Michael Frame osserva i preparativi per la festa del suo cinquantesimo compleanno: un quadretto di assoluta serenità famigliare che nulla sembra in grado di scalfire. Non fosse che Michael non si chiama Michael, oggi non è il suo compleanno e nessuna fuga è per sempre.
«Michael» incomincia a capirlo quando nella sua seconda vita ritornano Miles, un ex compagno di lotte intenzionato a coinvolgerlo in un piano molto diverso da quelli della loro gioventù, e Anna, la donna che aveva amato e di cui era certo di aver visto il cadavere.
Con l'educazione sentimentale e politica di uno studente che, per fedeltà ai propri ideali, sceglie il terrorismo, Hari Kunzru racconta i compromessi, le delusioni, le inesauribili utopie di ogni generazione.

Il libro

Michael Frame osserva i preparativi per la festa del suo cinquantesimo compleanno: gli operai tirano su i tendoni in giardino, la donna che è la sua compagna da sedici anni sistema gli ultimi dettagli e la figlia è appena tornata dall'università per partecipare ai brindisi. Cosa potrebbe turbare la vita di Michael, quella serenità da mezza età così simile a un tardo pomeriggio di festa, a una dichiarazione di pace?
Per esempio che Michael Frame non si chiama Michael Frame, che il suo vero compleanno non è oggi e che la sua stessa esistenza, la vita che si è faticosamente costruito negli ultimi trent'anni, sta per crollare come un edificio in un attentato e se non vuole rimanerne sepolto deve fuggire: trovare il passaporto («l'unico dato veritiero è "cittadino britannico"»), il battello per la Francia, far perdere le proprie tracce.
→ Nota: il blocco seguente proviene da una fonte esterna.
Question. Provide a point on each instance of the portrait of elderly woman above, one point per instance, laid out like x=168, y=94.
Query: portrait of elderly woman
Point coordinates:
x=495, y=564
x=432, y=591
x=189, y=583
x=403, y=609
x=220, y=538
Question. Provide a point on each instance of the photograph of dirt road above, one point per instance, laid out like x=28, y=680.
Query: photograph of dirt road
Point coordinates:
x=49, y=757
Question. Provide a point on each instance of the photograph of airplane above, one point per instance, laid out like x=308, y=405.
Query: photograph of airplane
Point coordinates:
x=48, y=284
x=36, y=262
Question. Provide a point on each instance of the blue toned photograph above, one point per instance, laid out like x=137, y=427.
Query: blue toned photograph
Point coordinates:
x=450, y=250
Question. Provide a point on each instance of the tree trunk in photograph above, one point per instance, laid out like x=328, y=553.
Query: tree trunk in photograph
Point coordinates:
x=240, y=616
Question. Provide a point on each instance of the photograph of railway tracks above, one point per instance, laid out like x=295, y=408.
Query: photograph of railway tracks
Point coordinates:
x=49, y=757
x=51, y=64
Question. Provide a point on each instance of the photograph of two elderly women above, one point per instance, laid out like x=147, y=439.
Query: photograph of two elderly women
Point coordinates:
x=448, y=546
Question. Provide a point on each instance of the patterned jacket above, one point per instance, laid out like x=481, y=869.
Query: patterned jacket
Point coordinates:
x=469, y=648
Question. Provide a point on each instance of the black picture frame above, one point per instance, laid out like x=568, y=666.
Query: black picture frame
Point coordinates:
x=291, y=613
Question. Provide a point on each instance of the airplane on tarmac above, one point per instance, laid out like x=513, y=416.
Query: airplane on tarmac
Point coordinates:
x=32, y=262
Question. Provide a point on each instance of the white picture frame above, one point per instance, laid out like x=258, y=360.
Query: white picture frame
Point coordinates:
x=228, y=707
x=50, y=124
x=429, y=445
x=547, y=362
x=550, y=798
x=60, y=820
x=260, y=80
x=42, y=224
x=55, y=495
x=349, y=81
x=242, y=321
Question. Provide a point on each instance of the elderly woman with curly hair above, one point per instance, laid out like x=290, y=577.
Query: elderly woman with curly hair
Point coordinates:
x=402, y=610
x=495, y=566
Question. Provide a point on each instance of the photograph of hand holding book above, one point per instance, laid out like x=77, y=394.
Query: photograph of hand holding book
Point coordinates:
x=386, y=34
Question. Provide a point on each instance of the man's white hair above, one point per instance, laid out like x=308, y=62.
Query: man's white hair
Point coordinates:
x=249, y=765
Ma non puoi nasconderti per sempre: una lezione che ha imparato qualche settimana prima, quando Miles è tornato a farsi vivo con chissà quali piani in testa. Miles è un ex compagno di lotta di Chris Carver, il vero nome di Michael, un amico di quando, poco più che ragazzi alla fine degli anni Sessanta, combattevano per la rivoluzione. Di quando, insieme a migliaia di altri giovani, insieme ad Anna e a Sean, partecipavano a interminabili assemblee, ai cortei, agli scontri con la polizia, e la felicità che ti esplodeva nel sangue era tale solo perché condivisa. La rivoluzione a quei tempi sembrava a portata di mano, vicina come una canzone dei Beatles o degli Who che filtra da una finestra, come il cuore pulsante della donna accanto a cui si passa la notte. E se la rivoluzione si allontanava un po', allora sembrava giusto rincorrerla nelle regioni in cui l'utopia sfuma nel terrore, negli scontri a fuoco, nella violenza di una guerra dichiarata al mondo intero.
Rivoluzioni sognate in gioventù, rivoluzioni imposte dal tempo nel quotidiano tradimento di ciò che eravamo, quando si cambia rotta e la si cambia ancora, convinti di seguire la stessa stella polare.
Una distanza, quella che separa ciò in cui credevamo da ciò che siamo diventati, che a Chris era sempre apparsa incolmabile. Ma quando, in uno sperduto paesino francese, gli sembra di incontrare Anna, la stessa Anna di cui credeva di aver visto il cadavere, capisce che le rivoluzioni, a volte, ti riportano al punto di partenza.